I am a music lover. Rock music, mostly, although I pretty much enjoy all types, give or take a few songs I will always loathe. But over the years, I have made many cassettes, from way back when I still had and amassed a record collection, and borrowed from my brothers' much more extensive one. I was listening to one of these tapes on the way home in my car yesterday and one of my all-time favourite songs came on, "Year of the Cat" by Al Stewart. I remember first hearing that song when it first came out in the '70s, when I was a very young girl ... developing, forming, brewing. It haunted me then and it still haunts me now, and yesterday it brought me to tears. I suppose it could partly be due to all the turmoil I've been going through lately, but the song has always stirred up deep feelings inside me whenever I've heard it. It's a sad song, melancholy, mellow, mysterious, about a man and a woman who encounter each other in an exotic locale and have a vivid, memorable affair, but the passion and excitement can't prolong it. It's doomed to end even as it's occurring.

I have so many things I want to write about now. I have a feeling this blog is going to take a whole new direction, just like me. Where it, and I, will end up, I don't know. But maybe you'd like to spectate and share a little of the mystery with me.

6 Comments:

Blogger hugehugefan said...

Quickie comment:

I absolutely love Year of the Cat!! In fact there are a scad of Al Stewart songs that really get me going, including Nostradamus and Roads to Moscow. There was a phase where I knew all of his songs. One odd thing about year of the cat is that in the long piano intro it is only in one channel.

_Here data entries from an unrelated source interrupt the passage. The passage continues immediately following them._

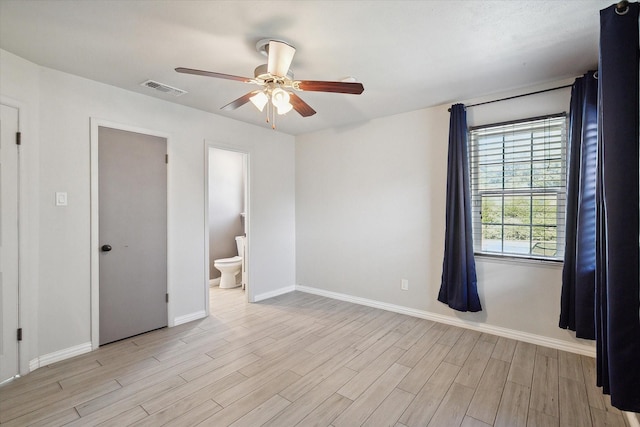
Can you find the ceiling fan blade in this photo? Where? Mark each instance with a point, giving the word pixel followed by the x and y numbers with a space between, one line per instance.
pixel 213 74
pixel 240 101
pixel 300 106
pixel 280 57
pixel 338 87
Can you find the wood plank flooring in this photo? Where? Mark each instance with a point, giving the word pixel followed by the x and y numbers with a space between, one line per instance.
pixel 304 360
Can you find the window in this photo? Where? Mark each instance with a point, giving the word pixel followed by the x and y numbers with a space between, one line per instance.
pixel 518 187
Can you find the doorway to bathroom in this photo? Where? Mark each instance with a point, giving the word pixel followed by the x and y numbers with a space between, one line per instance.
pixel 227 221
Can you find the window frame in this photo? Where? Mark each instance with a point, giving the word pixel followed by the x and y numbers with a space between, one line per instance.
pixel 531 192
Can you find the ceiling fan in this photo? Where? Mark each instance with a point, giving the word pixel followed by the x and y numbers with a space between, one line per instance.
pixel 277 84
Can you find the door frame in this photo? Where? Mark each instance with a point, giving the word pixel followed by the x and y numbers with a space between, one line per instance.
pixel 22 312
pixel 95 235
pixel 208 145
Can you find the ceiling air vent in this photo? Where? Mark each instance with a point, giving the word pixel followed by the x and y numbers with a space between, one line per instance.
pixel 163 88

They screwed up when they were producing the record and apparently no one noticed until it was out. Its odd, even though of course they recorded the piano in one channel, they didn't spread it over the two stereo channels.

Glad your move is mostly done... will come back and comment more later...

Huge

9:55 AM  
Blogger emily pound said...

Good ol' Al Stewart. "Time Passages" is great too. His songs are so melancholy and intimate.

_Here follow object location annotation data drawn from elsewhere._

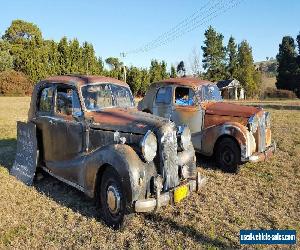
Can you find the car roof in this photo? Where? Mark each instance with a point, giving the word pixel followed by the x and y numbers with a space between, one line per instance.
pixel 80 80
pixel 185 81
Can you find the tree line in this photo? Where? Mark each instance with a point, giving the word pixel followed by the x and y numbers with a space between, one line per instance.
pixel 25 56
pixel 288 58
pixel 234 61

I didn't know that about the piano intro. The sax solo does it for me. I've always wondered about the story behind the song. First of all, is he telling us about himself, or someone else? I tend to believe it is an experience he had. Who is the woman? Is she a local in this exotic locale? And where is it? "Year of the Cat" suggests something Oriental, and he mentions the sun and the suggestion of heat, so ... Thailand? And the line that always intrigued me and broke my heart: "You know sometime you're bound to leave her, but for now you're gonna stay ..." Why does he leave her? Is it just a cheap fling? Doesn't seem a cheap fling could inspire such a beautiful, wistful song.

There are some songs you can just listen to over and over and never get tired of them. This is one of them, for me. I must have hit the rewind button on my tape deck about ten times yesterday, and turned up the volume nice and high, all the better to hear that mournful saxophone.

11:37 AM  
Blogger hugehugefan said...

I went back to look at the lyrics, because I remember that it referred to the market in Casablanca in North Africa and I think I'm correct. Here's the first stanza which sets the scene.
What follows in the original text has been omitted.